Sarasate produced four sets of Spanish Dances, opp. 21, 22, 23, and 26, all for violin and piano. The identifiable Spanish melodies and rhythms of folk dances are here exploited most effectively. The most famous of these is the Malagueña, a broad and sensual gypsy melody followed by a rhythmic section in which the clicking of castanets is simulated.

Franz Schubert

Franz Peter Schubert was born in Vienna, Austria, on January 31, 1797. He was extraordinarily precocious in music and was early trained to play the violin, viola and organ. From 1808 to 1813 he attended the Imperial Chapel School where he received a thorough musical background while preparing to be a chorister in the Chapel Choir. He showed such remarkable and natural gifts for music that one of his teachers, the renowned Antonio Salieri, did not hesitate to call him a “genius.” When the breaking of his voice compelled him to leave the school in 1813, Schubert was encouraged by his father, a schoolmaster, to enter the field of education. For two years, from 1814 on, Schubert taught in the school owned and directed by his father. During this period he demonstrated phenomenal fertility as a composer by producing operas, symphonies, masses, sonatas, string quartets, piano pieces, and almost 150 songs including his first masterpiece, The Erlking (Der Erlkoenig). After 1817, Schubert devoted himself completely to composition. He remained singularly productive even though recognition failed to come. Few of his works were either published or performed—and those that were heard proved dismal failures. He managed to survive these difficult years only through the kindness and generosity of his intimate friends who loved him and were in awe of his genius. Combined with the frustration in failing to attract public notice with his music—and the humiliation of living on the bounty of friends—was the further tragedy of sickness brought on by a venereal disease. A concert of his works in Vienna on March 26, 1828 seemed to promise a turn in his fortunes. But it came too late. He died in Vienna on November 19, 1828—still an unrecognized composer. So completely obscure was his reputation that for many years some of his crowning master works lay forgotten and neglected in closets of friends and associates, none of whom seemed to realize that they were in the possession of treasures.
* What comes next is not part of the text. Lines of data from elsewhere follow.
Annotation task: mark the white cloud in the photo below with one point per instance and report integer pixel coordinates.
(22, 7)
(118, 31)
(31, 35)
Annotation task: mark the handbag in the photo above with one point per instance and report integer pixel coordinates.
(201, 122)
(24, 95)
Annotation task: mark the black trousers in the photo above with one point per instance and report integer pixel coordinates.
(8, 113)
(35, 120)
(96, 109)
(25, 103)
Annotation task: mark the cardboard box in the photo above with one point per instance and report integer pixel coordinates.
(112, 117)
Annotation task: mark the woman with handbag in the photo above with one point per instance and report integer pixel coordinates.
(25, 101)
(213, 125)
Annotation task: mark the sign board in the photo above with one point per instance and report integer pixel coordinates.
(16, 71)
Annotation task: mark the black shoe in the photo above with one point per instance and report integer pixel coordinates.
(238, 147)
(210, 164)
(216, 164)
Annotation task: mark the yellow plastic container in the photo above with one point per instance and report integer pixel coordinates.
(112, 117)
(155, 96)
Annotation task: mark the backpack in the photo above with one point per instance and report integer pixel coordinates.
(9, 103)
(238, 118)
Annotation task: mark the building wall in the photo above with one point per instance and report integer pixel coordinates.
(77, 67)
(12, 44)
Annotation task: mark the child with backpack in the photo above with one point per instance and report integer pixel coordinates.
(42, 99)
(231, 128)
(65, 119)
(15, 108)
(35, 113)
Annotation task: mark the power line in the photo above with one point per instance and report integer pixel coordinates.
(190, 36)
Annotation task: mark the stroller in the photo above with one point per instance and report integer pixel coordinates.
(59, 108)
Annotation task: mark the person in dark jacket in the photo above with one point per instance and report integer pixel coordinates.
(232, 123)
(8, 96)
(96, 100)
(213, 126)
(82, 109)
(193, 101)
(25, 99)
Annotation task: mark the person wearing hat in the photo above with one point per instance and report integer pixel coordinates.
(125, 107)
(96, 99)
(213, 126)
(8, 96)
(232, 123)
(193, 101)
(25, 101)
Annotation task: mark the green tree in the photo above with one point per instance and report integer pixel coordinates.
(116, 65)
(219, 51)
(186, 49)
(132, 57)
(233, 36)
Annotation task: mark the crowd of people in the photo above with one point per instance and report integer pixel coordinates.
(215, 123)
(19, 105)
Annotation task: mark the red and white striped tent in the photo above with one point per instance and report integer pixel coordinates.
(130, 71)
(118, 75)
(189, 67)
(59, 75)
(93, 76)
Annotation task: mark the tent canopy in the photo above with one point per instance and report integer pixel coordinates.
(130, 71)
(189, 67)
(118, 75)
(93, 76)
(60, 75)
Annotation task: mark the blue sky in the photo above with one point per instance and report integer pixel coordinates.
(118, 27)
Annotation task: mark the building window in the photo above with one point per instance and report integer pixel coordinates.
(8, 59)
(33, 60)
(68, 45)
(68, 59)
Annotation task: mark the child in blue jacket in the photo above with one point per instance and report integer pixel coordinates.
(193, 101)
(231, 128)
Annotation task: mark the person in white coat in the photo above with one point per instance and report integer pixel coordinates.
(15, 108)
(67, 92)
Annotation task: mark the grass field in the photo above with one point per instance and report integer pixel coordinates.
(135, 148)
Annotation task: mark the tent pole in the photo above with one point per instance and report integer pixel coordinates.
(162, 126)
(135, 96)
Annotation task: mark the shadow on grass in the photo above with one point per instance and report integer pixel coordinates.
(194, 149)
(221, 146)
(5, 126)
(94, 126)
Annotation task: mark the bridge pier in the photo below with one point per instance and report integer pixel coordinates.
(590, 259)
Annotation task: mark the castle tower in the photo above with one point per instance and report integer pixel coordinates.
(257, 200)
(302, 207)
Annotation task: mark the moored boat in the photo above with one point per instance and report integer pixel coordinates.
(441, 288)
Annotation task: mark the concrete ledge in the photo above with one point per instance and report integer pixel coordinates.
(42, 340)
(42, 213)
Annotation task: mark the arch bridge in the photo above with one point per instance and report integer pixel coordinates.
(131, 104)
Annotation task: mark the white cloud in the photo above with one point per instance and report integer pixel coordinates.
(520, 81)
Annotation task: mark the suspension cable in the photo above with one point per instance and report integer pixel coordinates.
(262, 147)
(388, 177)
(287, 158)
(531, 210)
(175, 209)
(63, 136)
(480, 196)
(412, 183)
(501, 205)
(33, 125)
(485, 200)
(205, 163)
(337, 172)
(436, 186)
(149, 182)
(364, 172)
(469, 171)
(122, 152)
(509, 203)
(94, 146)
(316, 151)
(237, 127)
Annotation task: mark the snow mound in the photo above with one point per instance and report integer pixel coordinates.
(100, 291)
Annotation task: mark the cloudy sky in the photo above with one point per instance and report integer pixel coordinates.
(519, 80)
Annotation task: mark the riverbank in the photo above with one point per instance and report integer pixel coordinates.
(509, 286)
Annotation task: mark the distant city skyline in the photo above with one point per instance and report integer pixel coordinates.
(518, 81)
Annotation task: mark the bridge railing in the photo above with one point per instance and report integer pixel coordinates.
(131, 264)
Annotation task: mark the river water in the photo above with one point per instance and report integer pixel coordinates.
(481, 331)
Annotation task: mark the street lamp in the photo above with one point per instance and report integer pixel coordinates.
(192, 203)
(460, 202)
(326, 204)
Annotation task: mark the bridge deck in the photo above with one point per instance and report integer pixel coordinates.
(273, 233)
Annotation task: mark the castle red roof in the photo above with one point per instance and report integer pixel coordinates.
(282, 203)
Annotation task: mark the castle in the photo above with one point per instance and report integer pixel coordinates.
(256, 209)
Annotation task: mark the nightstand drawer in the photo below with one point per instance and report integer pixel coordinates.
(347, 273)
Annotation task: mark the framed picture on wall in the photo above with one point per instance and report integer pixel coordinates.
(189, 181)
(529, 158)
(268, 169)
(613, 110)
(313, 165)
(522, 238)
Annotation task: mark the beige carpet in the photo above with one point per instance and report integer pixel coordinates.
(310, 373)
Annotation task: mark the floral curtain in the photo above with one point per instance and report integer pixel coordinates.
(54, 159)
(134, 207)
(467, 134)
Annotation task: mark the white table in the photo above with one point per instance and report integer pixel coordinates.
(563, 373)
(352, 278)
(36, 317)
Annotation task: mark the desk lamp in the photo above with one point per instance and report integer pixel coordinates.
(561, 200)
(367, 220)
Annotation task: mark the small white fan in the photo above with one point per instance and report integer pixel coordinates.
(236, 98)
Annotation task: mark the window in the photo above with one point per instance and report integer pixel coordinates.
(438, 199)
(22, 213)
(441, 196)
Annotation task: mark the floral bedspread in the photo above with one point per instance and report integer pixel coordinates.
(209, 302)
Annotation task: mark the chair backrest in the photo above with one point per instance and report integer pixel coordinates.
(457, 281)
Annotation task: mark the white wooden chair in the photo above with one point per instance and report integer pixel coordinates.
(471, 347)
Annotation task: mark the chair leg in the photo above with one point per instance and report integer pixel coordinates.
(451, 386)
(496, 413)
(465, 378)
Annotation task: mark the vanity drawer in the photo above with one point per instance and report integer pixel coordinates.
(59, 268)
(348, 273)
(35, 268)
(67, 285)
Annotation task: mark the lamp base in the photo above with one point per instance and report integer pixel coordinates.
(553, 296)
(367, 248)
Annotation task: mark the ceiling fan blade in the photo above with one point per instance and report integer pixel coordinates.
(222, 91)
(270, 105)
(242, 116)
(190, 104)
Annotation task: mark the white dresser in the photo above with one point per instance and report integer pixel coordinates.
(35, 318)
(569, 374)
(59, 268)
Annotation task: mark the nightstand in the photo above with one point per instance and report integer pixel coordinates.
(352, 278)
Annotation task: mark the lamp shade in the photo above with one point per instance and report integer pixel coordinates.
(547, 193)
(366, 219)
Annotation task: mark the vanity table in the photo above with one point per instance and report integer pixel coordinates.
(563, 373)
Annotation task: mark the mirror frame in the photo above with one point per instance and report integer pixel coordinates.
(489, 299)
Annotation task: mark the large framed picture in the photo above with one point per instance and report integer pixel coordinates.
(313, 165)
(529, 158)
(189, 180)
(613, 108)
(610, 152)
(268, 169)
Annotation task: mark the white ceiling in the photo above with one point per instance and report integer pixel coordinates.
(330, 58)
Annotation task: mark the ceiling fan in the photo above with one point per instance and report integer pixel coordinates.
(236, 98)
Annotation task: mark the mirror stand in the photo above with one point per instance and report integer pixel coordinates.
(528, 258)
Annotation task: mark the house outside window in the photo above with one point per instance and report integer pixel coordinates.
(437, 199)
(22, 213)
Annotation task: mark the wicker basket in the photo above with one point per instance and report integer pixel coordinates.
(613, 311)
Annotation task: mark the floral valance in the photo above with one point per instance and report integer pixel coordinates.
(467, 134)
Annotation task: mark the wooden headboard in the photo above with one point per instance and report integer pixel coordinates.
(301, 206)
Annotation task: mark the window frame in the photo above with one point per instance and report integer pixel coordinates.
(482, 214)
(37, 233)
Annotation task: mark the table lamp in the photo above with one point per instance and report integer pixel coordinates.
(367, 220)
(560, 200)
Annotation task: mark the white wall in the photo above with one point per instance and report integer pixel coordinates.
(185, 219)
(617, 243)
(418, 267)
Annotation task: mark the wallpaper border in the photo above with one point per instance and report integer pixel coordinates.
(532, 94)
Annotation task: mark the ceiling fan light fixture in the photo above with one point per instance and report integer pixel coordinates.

Schubert was undoubtedly one of the greatest creators of song the world has known. His almost five hundred art songs (Lieder) is an inexhaustible source of some of the most beautiful, most expressive, most poetic melodies ever put down on paper. He created beauty as easily as he breathed. The most inspired musical thoughts came to him so spontaneously that he was always reaching for quill and paper to get them down—whether at his home, or at the houses of his friends, in restaurants, café-houses, and even while walking through the country. “The striking characteristics of Schubert’s best songs,” wrote Philip Hale, “are spontaneous, haunting melody, a natural birthright mastery over modulation, a singular good fortune in finding the one inevitable phrase for the prevailing sentiment of the poem, and in finding the fitting descriptive figure for salient detail. His best songs have an atmosphere which cannot be passed unnoticed, which cannot be misunderstood.” But far and beyond his natural gift at lyricism was his genius in translating the slightest nuances and suggestions of a line of poetry into tones. It is for this very reason that he is often described as the father of the Lied, or art song.